Keep the model's actions inside approved boundaries.
Contain is the outbound layer. Every model response and tool call is checked before it touches a user, a database, or a customer system. Your policy decides whether to block, mask, log, or route for human approval — and the decision is enforced in real time.
Destructive-action blocking
When an agent tries to drop a database table, format a disk, transfer money, mass-email customers, escalate IAM permissions, or bulk-export data, Cerberus blocks the call on the critical path. Every block is recorded and routed for approval.
Tool allow-listing
Define what each agent is permitted to call, with parameter checks for the tools you do allow. An agent that suddenly tries to invoke a tool outside its allow-list is stopped before the call leaves your perimeter.

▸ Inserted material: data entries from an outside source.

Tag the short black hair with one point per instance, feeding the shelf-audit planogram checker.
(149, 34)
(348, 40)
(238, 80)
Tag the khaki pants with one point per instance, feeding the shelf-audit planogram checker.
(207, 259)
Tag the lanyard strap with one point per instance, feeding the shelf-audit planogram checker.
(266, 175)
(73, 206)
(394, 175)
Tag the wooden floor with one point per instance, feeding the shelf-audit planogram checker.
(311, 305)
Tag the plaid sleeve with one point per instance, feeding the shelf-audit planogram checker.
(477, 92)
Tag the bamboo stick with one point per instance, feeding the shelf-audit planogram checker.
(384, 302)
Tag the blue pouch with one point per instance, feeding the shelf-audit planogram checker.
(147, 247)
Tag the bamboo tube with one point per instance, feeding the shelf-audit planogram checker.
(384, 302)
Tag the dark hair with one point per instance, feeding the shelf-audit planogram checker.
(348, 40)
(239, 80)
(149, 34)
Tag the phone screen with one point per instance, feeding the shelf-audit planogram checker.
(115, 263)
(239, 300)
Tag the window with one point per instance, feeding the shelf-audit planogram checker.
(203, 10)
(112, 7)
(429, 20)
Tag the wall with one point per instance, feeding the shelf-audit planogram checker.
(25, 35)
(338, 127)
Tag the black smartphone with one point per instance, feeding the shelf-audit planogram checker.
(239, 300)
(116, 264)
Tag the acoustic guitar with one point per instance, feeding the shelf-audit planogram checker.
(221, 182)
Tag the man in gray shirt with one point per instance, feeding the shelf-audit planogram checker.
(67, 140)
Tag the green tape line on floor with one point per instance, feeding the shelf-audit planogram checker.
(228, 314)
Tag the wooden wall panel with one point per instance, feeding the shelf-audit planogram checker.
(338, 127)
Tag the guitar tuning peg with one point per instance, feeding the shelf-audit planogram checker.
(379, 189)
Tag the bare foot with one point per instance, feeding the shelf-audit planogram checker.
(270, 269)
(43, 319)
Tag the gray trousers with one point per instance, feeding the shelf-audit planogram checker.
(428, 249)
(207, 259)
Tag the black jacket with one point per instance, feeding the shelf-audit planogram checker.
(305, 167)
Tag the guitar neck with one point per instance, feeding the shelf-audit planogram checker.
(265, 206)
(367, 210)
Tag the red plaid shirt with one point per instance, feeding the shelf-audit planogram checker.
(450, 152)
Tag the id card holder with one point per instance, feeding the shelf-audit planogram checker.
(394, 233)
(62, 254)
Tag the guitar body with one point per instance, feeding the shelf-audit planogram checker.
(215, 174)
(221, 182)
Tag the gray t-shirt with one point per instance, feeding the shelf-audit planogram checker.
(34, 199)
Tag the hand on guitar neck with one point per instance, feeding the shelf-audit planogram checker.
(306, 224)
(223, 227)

Regulated-content flagging
Catches medical, legal, financial, discriminatory, or offensive content in agent responses. Doesn't claim to judge truth — flags the category, attaches a disclaimer, or routes for review based on your policy.
Sensitive-data scanning on outputs
The same scanner that runs inbound also runs on every response. Catches data the model produces — not just data the user typed. Mask, redact, or block based on what your policy requires.
Uncertainty signal
Surfaces hedging language, contradictions, and abnormally short or long responses for human review — without blocking by default. Useful for catching the model bluffing in high-stakes domains.
Drift detection
Flags when an agent's behavior changes from its baseline — different tools, different topics, different language patterns. Often the first signal something has gone wrong upstream.